ステージが上がれば上がるほど、神との交流も増え、目をかけてもらえる機会が増えます。ステージは全部で1〜10。レベル10刻みでステージが分けられています。」
訓練所というよりは大奥を想像してしまった。てか、一方的に選んどいて競えって、神とかいうやつ、どんだけ自分勝手なんだ。
「それと。今から、神からの名付けがあるから、こっちに来て。数少ないアピールの場でもあるから、せいぜい頑張ってね。」
「えっ、名付けって、、、?」
と言い終わらないうちに背中を押され、ドアの中へ。
鏡の間のような部屋だ。
「よぉ、新人。」
光の中に誰か居る、、、
顔がよく見えないけど、聞き覚えのある声。
段々と顔がハッキリうつる。
くっきりとした目鼻立ち。がっしりとした身体。特に、意思の強そうな目に、釘付けになった。

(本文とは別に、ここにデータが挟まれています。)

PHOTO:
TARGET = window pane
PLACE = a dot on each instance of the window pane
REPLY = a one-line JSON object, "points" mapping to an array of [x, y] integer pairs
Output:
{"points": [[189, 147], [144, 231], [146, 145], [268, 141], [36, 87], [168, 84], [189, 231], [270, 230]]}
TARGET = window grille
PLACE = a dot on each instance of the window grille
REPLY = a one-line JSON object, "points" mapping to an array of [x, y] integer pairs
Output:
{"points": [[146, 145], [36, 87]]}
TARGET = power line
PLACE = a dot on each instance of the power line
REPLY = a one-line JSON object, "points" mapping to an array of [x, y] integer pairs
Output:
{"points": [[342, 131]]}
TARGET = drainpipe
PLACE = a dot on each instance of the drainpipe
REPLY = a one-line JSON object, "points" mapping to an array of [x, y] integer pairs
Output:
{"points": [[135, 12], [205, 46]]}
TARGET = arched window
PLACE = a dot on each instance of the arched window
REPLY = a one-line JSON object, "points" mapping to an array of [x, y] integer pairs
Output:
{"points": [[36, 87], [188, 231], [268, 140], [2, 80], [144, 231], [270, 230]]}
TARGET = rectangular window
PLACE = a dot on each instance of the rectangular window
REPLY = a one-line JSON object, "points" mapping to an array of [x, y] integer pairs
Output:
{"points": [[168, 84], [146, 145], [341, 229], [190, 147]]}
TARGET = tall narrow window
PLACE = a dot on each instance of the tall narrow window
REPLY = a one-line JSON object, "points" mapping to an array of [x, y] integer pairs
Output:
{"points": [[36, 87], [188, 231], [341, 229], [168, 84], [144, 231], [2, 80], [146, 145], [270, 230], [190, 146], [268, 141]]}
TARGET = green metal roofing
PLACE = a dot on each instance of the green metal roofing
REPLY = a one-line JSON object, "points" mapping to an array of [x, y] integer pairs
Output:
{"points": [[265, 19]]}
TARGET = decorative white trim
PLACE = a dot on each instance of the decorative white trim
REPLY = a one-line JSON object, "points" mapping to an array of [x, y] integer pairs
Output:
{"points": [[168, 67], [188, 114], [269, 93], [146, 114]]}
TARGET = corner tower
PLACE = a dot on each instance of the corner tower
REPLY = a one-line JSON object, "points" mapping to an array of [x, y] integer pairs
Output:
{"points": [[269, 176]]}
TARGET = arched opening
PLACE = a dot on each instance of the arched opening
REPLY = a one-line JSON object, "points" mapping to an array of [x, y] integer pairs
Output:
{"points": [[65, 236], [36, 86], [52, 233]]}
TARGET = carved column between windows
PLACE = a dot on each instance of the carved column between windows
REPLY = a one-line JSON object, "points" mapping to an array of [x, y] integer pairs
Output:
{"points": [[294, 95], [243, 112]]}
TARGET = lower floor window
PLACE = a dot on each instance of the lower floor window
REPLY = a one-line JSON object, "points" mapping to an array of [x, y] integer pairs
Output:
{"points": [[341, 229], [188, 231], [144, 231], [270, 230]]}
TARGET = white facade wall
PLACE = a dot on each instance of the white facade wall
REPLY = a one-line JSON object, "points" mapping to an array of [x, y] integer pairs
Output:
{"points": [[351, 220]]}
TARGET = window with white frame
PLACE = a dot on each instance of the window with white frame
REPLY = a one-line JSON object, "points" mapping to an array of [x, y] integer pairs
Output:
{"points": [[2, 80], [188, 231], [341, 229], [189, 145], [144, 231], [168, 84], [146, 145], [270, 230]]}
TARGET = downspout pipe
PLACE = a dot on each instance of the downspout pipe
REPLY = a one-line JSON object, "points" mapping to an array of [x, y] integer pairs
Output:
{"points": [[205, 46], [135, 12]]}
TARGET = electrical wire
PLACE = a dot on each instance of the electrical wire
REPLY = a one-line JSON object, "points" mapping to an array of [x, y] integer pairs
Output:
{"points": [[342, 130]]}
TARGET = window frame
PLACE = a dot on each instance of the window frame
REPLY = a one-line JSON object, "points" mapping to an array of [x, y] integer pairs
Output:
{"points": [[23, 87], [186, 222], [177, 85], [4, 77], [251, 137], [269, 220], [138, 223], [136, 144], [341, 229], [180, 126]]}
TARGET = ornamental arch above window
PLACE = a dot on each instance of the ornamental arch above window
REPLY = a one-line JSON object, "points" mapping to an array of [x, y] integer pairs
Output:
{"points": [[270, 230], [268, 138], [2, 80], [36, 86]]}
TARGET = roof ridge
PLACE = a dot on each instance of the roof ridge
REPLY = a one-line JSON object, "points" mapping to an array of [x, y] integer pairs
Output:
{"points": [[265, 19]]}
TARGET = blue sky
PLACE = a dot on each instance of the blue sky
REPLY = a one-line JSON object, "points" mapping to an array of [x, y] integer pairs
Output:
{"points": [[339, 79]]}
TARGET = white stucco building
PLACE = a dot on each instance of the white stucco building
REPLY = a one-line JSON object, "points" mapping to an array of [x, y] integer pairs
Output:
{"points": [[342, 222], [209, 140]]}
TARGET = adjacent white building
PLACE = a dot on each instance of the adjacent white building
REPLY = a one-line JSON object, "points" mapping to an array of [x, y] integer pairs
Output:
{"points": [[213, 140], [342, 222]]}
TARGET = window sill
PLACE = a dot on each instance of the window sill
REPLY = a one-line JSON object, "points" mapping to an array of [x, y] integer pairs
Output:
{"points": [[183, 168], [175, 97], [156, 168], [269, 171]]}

「ボケっとした顔してんなよ。わざわざこの俺が来てやってんのに。」
「あなた、、、」
私がここに来る前、人生の最後に聞いた声。
憧れの人、類。
「随分と地味なやつだな。これといった芸も無いのか。こんな奴、選んだっけ?」
《確かに貴方様が、お選びになりました》
「ふーん。。。まぁ、出来るだけ毛色が違う奴が揃ってた方が面白いしな。」
性格は、ちっとも類じゃない。
なんか無性に腹が立ってきた。
「面白いって、、、。ちょっと、勝手じゃありません?私、もうすぐ天国に行くはずだったのによく分かんないとこに呼ばれて、ディーバを目指せだの何だの。」
「は?」
「私は天国でのんびり暮らせれば良くて、競い合いとか向いてないんです!ご覧の通り、これといって他人より秀でたところもないですし。その、エデンってところがどれだけ素晴らしいところか知らないですけど、なんでディーバとか目指さないといけないんですか?」
「思い上がりも甚だしいな。何でお前は、自分が天国に行けると思うんだ?これといって人の役に立ってないお前が。」
「それは、、、そうだけど。」
「お前さぁ、本当に、自分の人生に満足してたのか?生ききったのか?どんな人生だったんだよ。言ってみ。」
「私は、確かに幸せで、人にも恵まれて・・・。でも、、、」
「もっと手ぇ伸ばせよ!お前は確かに底辺女だ。今はな。けど、そんなことは関係ねぇんだよ。ここでは皆にチャンスはある。俺の心を掴め!」
「そんなこと、言ったって、、、。」
「今日からお前は、、、『なずな』。お前の名前は『なずな』に決めた。」
《なずな 登録しました》
『なずな』が、私の、名前・・・。
「なずな。早く俺の近くまで上がって来い。そしたらたっぷり可愛がってやるよ。」
!!何なの、、、一方的で、めっちゃ上からなのに、、、さっきまで腹が立ってたのに、、、。
こちらに近づいてくる。
え⁈近い近い近い!!
目の前まできた!と思ったら、耳元に顔を方向転換し、
「全部、お前次第。待っててやるから、俺を楽しませろよ、底辺女。」
「〜〜っ!!!!」
また背中を押されたように、鏡の間からさっきのところに戻っていた。
「お帰りなさい。顔赤いけど、大丈夫?えっと、、、なずな、って名前を貰ったのね。」
ドキドキして、なんか、、、身体が熱い。
「そ、、、その、、、」
言葉にならず、表情で訴える。
「あ〜あ。まぁ、あのお方は最高だからね。無理もないわ。とりあえず、ここから先に他の候補者達もいるから、今日から頑張ってね。私含め、皆ライバルだから。よろしく。」
ーまぁ、この子には無理だろうけど。